Benefits of Medical Humanities

The present literature in medical humanities engages with the resulting outcomes of increased empathy and visual observation skills in medical students. These studies are being conducted to respond to the need for the translatable, quantifiable data of which the sciences will take seriously.

J. Shapiro and J. Shallit talk about how a museum visit as part of a Medical Humanities program is ‘far from being “a waste of time,’ in their text, A Night at the Museum – Helping Residents “See” Their Patients’ (2014). They write that medicine can be enhanced though the study of art and can have dramatic results in the development of empathy, finding ‘that exposure to art also improves students’ empathy and perspective-taking skills, as well as building narrative competence and meaning making’.

An attitude problem

Rudolf Arnheim’s seminal text Visual Thinking (1969), a methodology of visual perception as cognitive activity, describes how scientific disciplines dismiss or diminish the value of the arts.

‘[The arts] contribute indispensably to the development of a reasoning and imaginative human being [..] the arts are neglected because they are based on perception and perception is disdained because it is not assumed to involve thought.’

Significantly, he believes that the fault lies with the art educators and art institutions. Arnheim suggests that the neglect begins early on in education, when, ‘the senses begin to loose educational status’.

Arnheim believes that art educators have not stated their case convincingly enough and institutions have glorified art to a point where it has become inaccessible, creating an attitudinal divide between the arts and science fields.

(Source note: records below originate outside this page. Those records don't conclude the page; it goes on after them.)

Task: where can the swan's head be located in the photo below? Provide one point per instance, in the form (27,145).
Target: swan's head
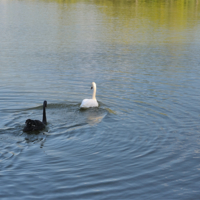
(45,104)
(93,85)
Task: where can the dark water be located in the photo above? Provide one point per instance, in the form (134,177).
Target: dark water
(143,142)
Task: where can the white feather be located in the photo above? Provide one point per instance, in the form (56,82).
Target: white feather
(87,103)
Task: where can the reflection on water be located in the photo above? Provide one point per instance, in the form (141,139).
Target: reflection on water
(144,57)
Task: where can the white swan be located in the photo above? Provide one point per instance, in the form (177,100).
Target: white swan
(87,103)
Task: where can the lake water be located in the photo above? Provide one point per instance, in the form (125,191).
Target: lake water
(143,141)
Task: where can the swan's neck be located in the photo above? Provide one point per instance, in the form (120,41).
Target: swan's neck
(44,120)
(94,92)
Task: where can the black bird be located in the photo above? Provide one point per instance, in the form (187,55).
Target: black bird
(36,125)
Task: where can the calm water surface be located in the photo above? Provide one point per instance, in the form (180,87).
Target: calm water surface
(143,141)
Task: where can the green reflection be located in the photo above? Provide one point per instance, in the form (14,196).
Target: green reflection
(140,21)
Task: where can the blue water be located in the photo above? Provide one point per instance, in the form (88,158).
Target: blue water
(142,142)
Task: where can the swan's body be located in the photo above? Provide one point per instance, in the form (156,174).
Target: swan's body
(87,103)
(36,125)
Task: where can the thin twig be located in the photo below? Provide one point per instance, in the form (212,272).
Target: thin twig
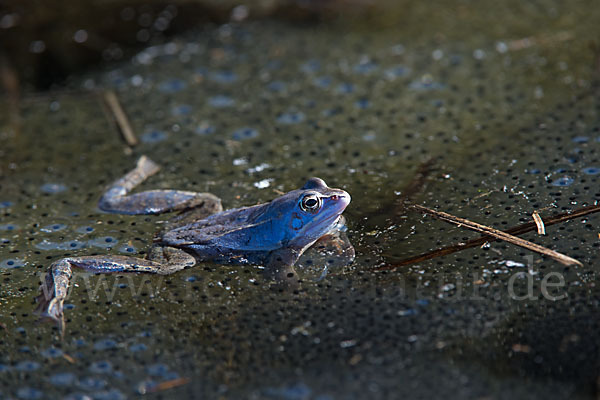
(111,99)
(515,230)
(539,223)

John Dewey’s philosophy for education models itself on the development of attitudes and their importance towards learning. It is because of an attitude that one gives something its value. He writes in his text Experience and Education (1963): ‘Attitudes and interests are built up which embody in themselves some deposit of the meaning of things done and undergone.’

Dewey addresses the ideas surrounding the advices of why attitudes need to be changed in medical students and in why collateral learning or multidisciplinary learning is important – it equips the student with the capacity to cope.

Medical Humanities: the answer to burnout?

The Medical Humanities theorise that art and science are irrefutably linked, and that humanism must accompany scientific skill in the ‘good’ medico. Medical Humanities programs aim to provide the students with visual observation tools, in that equipping the students with the knowledge of how to look will help them understand how to connect with artworks. Providing students with the right tools and tailored programs the humanities may help change attitudes towards the arts.

If Medical Humanities programs can change attitudes towards the arts then a resulting behavioural change would be ongoing engagement with the arts. This engagement would promote wellbeing, escape and relaxation in their stressful lives important to help prevent burnout.

Working in the arts, it is often hard to see that these environments may be unfamiliar and uncomfortable. Many people do not know how to engage with art and the humanities, and as arts workers, it is our responsibility to ensure that this is not overlooked. The arts can be accessed by everyone if they are given a suitable setting, the right tools and the opportunity to engage with it.

With burnout and mental health on the line, we cannot afford to be exclusive.

Bec Capp
About the Author
Bec Capp involves herself with creative projects encompassing great art and thoughtful design, with a focus on emerging art and accessibility.